The approach uses a brute force method with the following steps:

• Convert the input list to a set for O(1) lookup operations
• For each pair of elements (i, j) where i < j, treat them as the first two elements of a potential Fibonacci sequence
• Calculate the next element as the sum of current two elements
• Continue building the sequence while the next element exists in the original list
• Track the maximum length found

Implementation

class Solution:
    def solve(self, nums):
        A = nums
        n = len(A)
        maxLen = 0
        S = set(A)
        
        for i in range(0, n):
            for j in range(i + 1, n):
                x = A[j]
                y = A[i] + A[j]
                length = 2
                
                while y in S:
                    z = x + y
                    x = y
                    y = z
                    length += 1
                    maxLen = max(maxLen, length)
        
        if maxLen > 2:
            return maxLen
        else:
            return 0

# Test the solution
ob = Solution()
nums = [1, 2, 3, 4, 5, 6, 7, 8, 9, 10, 11, 12, 13, 14]
result = ob.solve(nums)
print(f"Longest Fibonacci subsequence length: {result}")
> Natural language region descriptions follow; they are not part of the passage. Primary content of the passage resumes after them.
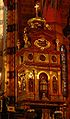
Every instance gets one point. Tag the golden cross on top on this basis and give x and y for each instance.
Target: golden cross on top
(37, 7)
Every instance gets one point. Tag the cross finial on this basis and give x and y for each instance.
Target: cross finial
(37, 7)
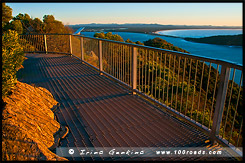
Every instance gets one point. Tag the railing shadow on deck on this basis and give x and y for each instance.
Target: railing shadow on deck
(205, 92)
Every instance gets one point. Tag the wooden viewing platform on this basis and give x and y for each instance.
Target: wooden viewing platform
(101, 113)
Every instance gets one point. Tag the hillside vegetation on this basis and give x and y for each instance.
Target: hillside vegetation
(29, 128)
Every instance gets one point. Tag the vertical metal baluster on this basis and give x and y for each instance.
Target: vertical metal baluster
(183, 79)
(100, 56)
(204, 108)
(169, 64)
(125, 61)
(134, 51)
(118, 50)
(239, 134)
(114, 58)
(188, 85)
(122, 63)
(164, 66)
(228, 107)
(118, 61)
(200, 91)
(45, 44)
(194, 90)
(111, 59)
(173, 84)
(130, 63)
(160, 77)
(236, 109)
(145, 69)
(152, 73)
(138, 70)
(142, 67)
(217, 73)
(220, 102)
(149, 60)
(121, 56)
(155, 95)
(177, 86)
(70, 44)
(82, 47)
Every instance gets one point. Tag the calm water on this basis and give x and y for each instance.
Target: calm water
(228, 53)
(198, 33)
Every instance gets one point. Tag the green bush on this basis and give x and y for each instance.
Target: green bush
(12, 59)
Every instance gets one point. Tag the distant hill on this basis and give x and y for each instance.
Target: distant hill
(234, 40)
(142, 28)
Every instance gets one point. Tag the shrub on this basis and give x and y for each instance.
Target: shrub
(12, 59)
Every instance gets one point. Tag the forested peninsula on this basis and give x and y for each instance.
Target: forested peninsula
(234, 40)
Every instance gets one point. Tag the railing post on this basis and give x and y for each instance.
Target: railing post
(134, 69)
(81, 43)
(70, 45)
(100, 57)
(45, 44)
(220, 101)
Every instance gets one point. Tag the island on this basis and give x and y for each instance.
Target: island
(233, 40)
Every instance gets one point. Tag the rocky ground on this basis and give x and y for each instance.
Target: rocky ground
(29, 128)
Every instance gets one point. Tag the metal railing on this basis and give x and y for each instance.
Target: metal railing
(205, 92)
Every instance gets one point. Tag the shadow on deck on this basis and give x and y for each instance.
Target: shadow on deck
(101, 113)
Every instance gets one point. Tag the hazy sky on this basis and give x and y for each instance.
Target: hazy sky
(229, 14)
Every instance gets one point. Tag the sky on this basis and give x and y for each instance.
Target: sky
(216, 14)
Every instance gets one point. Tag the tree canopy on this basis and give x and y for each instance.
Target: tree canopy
(24, 24)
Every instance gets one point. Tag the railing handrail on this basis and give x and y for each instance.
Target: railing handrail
(193, 56)
(177, 53)
(220, 98)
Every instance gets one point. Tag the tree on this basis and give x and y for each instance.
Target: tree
(38, 25)
(12, 58)
(6, 16)
(54, 26)
(17, 26)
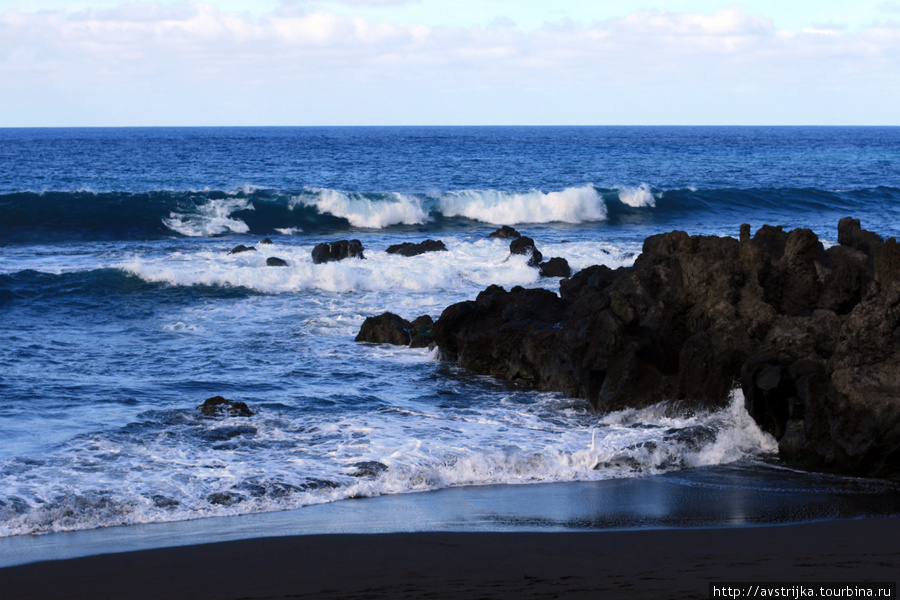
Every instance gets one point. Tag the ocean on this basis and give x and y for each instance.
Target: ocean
(122, 309)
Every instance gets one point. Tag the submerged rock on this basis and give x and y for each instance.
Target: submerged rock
(217, 406)
(505, 232)
(410, 249)
(555, 267)
(369, 468)
(330, 251)
(813, 337)
(524, 245)
(388, 328)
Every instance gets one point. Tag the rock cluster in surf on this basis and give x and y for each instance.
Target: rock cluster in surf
(525, 246)
(811, 335)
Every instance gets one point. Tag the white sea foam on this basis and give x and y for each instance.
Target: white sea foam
(465, 266)
(363, 211)
(637, 197)
(181, 466)
(571, 205)
(213, 217)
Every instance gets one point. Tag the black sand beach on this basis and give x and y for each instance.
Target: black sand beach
(673, 563)
(648, 537)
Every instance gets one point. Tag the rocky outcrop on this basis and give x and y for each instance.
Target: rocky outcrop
(811, 335)
(525, 246)
(410, 249)
(330, 251)
(219, 406)
(388, 328)
(555, 267)
(505, 232)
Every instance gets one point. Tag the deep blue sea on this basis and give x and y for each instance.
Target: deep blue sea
(121, 309)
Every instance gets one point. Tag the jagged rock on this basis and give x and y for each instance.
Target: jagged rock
(388, 328)
(505, 232)
(329, 251)
(555, 267)
(218, 405)
(525, 245)
(421, 332)
(813, 337)
(410, 249)
(368, 468)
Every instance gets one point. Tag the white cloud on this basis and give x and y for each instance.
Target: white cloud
(165, 63)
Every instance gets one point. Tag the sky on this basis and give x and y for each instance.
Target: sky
(449, 62)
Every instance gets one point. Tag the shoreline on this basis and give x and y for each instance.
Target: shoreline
(664, 563)
(727, 496)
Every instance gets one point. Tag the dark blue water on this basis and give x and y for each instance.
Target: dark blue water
(121, 308)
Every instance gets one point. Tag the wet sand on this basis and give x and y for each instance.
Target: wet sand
(668, 563)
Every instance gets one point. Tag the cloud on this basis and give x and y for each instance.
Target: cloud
(167, 57)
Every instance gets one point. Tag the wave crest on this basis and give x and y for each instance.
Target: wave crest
(374, 212)
(571, 205)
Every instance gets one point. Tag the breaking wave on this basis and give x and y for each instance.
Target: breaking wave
(86, 215)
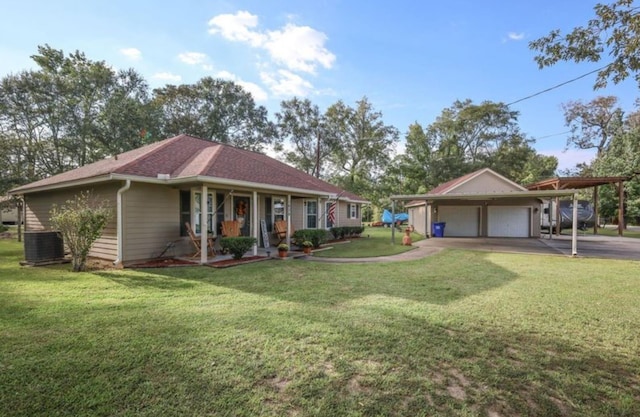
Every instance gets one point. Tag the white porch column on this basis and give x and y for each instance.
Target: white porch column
(256, 226)
(289, 220)
(427, 219)
(574, 230)
(393, 222)
(204, 200)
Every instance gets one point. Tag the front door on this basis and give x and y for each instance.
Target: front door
(242, 213)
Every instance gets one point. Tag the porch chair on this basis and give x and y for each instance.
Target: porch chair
(280, 230)
(196, 241)
(230, 228)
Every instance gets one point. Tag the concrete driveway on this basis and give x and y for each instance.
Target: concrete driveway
(588, 246)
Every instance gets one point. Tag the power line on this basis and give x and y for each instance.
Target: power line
(557, 86)
(552, 135)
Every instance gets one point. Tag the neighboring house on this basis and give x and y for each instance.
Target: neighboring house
(155, 189)
(480, 204)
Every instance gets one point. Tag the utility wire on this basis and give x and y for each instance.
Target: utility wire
(557, 86)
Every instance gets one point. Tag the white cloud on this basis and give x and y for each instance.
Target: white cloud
(256, 91)
(237, 27)
(298, 48)
(192, 58)
(569, 158)
(167, 76)
(226, 75)
(516, 36)
(131, 53)
(286, 83)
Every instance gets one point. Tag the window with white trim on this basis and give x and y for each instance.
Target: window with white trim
(278, 208)
(197, 209)
(352, 211)
(311, 214)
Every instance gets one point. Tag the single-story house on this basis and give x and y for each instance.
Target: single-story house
(480, 204)
(154, 190)
(8, 211)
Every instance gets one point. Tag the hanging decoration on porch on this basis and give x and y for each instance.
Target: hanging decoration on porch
(241, 211)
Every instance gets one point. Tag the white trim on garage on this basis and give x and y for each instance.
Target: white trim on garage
(461, 221)
(509, 221)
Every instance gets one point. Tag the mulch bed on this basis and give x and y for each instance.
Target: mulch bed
(233, 262)
(173, 262)
(164, 263)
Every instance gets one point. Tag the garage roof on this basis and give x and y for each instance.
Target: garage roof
(421, 198)
(561, 183)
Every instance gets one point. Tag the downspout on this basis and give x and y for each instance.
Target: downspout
(120, 223)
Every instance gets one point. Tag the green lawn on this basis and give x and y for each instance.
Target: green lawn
(375, 241)
(459, 333)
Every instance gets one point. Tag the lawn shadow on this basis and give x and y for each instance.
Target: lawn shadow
(439, 279)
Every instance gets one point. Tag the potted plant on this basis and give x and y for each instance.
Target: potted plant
(283, 248)
(306, 246)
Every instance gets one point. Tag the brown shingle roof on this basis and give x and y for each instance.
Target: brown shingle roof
(185, 156)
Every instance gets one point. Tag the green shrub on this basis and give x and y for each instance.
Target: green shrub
(237, 246)
(81, 221)
(346, 231)
(316, 236)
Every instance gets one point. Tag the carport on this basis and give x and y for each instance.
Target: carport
(560, 183)
(495, 196)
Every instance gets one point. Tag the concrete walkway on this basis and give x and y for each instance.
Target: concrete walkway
(589, 246)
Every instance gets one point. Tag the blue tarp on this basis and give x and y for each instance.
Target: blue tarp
(400, 217)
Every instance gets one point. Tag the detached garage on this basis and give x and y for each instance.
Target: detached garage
(509, 221)
(480, 204)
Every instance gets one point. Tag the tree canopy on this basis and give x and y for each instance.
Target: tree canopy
(611, 36)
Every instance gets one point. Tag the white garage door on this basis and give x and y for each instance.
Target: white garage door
(508, 221)
(462, 221)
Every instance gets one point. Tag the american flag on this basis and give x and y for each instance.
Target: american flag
(332, 213)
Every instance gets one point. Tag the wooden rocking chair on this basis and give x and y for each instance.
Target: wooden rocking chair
(230, 228)
(280, 230)
(196, 241)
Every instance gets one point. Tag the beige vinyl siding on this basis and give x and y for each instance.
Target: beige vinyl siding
(297, 213)
(9, 215)
(343, 215)
(151, 220)
(38, 207)
(533, 203)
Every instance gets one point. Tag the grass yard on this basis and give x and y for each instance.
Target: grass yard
(613, 231)
(460, 333)
(375, 241)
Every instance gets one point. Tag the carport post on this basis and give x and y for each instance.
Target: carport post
(393, 222)
(574, 230)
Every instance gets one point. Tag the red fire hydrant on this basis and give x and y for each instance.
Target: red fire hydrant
(406, 239)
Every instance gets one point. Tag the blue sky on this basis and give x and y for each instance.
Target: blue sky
(410, 58)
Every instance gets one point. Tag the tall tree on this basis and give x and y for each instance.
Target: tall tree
(612, 35)
(363, 144)
(215, 109)
(593, 124)
(70, 111)
(305, 127)
(621, 158)
(466, 137)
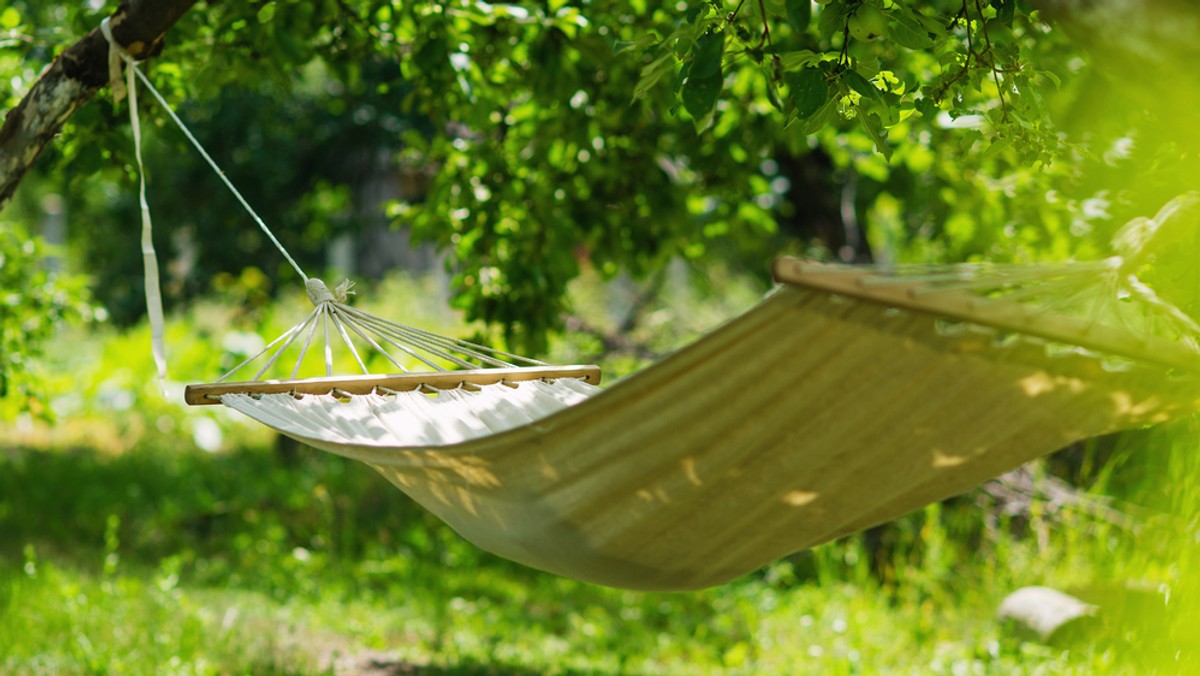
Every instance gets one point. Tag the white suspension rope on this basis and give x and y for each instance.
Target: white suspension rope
(149, 257)
(132, 70)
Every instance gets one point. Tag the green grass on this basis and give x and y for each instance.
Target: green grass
(126, 549)
(241, 562)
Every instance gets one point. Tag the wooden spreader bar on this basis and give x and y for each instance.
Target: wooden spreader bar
(210, 393)
(999, 313)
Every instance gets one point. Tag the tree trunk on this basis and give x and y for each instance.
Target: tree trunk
(72, 79)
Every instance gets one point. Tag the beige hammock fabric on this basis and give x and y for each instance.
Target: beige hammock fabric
(814, 416)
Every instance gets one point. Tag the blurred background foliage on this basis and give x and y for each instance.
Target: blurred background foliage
(529, 141)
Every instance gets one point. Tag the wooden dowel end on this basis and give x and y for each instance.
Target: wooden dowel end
(210, 393)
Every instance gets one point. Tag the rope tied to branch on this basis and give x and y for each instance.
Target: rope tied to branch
(149, 257)
(127, 87)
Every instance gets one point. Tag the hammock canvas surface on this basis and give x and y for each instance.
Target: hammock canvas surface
(844, 400)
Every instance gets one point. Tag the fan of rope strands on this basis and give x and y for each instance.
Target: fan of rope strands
(847, 398)
(463, 390)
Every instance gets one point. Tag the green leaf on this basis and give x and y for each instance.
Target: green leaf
(10, 18)
(653, 72)
(809, 91)
(799, 15)
(833, 19)
(267, 12)
(790, 60)
(821, 118)
(907, 31)
(707, 55)
(873, 97)
(859, 84)
(700, 95)
(875, 130)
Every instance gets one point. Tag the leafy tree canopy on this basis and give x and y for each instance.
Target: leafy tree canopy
(553, 135)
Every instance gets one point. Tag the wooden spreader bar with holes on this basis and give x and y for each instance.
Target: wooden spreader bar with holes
(210, 394)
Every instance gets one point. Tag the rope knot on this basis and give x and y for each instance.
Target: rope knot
(117, 53)
(318, 292)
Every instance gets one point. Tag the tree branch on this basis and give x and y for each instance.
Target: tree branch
(72, 79)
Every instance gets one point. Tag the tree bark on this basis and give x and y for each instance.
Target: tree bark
(71, 81)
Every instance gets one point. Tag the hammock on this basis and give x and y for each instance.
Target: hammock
(847, 398)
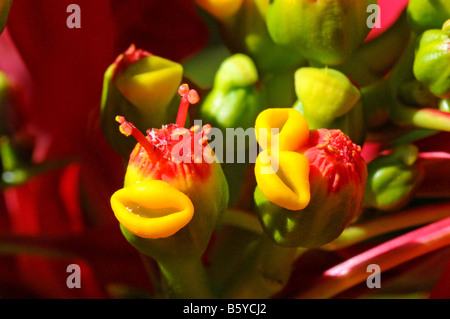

Longest Fibonacci subsequence length: 6

How It Works

Let's trace through the algorithm with a smaller example [1, 2, 3, 5, 8]:

def trace_fibonacci_subsequence(nums):
    n = len(nums)
    S = set(nums)
    maxLen = 0
    
    print(f"Input: {nums}")
    print(f"Set for lookup: {S}")
    print()
    
    for i in range(n):
        for j in range(i + 1, n):
            x = nums[j]
            y = nums[i] + nums[j]
            length = 2
            sequence = [nums[i], nums[j]]
            
            print(f"Starting with pair: {nums[i]}, {nums[j]}")
            
            while y in S:
                sequence.append(y)
                z = x + y
                x = y
                y = z
                length += 1
                print(f"  Found {sequence[-1]}, sequence: {sequence}")
            
            if length > maxLen:
                maxLen = length
                print(f"  New max length: {maxLen}")
            print()
    
    return maxLen

# Test with smaller example
nums = [1, 2, 3, 5, 8]
result = trace_fibonacci_subsequence(nums)
print(f"Final result: {result}")

Input: [1, 2, 3, 5, 8]
Set for lookup: {1, 2, 3, 5, 8}

Starting with pair: 1, 2
  Found 3, sequence: [1, 2, 3]
  Found 5, sequence: [1, 2, 3, 5]
  Found 8, sequence: [1, 2, 3, 5, 8]
  New max length: 5

Starting with pair: 1, 3

Starting with pair: 1, 5

Starting with pair: 1, 8

Starting with pair: 2, 3
  Found 5, sequence: [2, 3, 5]
  Found 8, sequence: [2, 3, 5, 8]

Starting with pair: 2, 5

Starting with pair: 2, 8

Starting with pair: 3, 5
  Found 8, sequence: [3, 5, 8]

Starting with pair: 3, 8

Starting with pair: 5, 8

Final result: 5

Time and Space Complexity

• Time Complexity: O(n² × L) where n is the length of input and L is the average length of Fibonacci subsequences
• Space Complexity: O(n) for the set storage

Conclusion

This algorithm efficiently finds the longest Fibonacci-like subsequence by using a set for fast lookups and checking all possible starting pairs. The approach works well for moderately sized inputs and returns 0 if no valid subsequence of length ? 3 is found.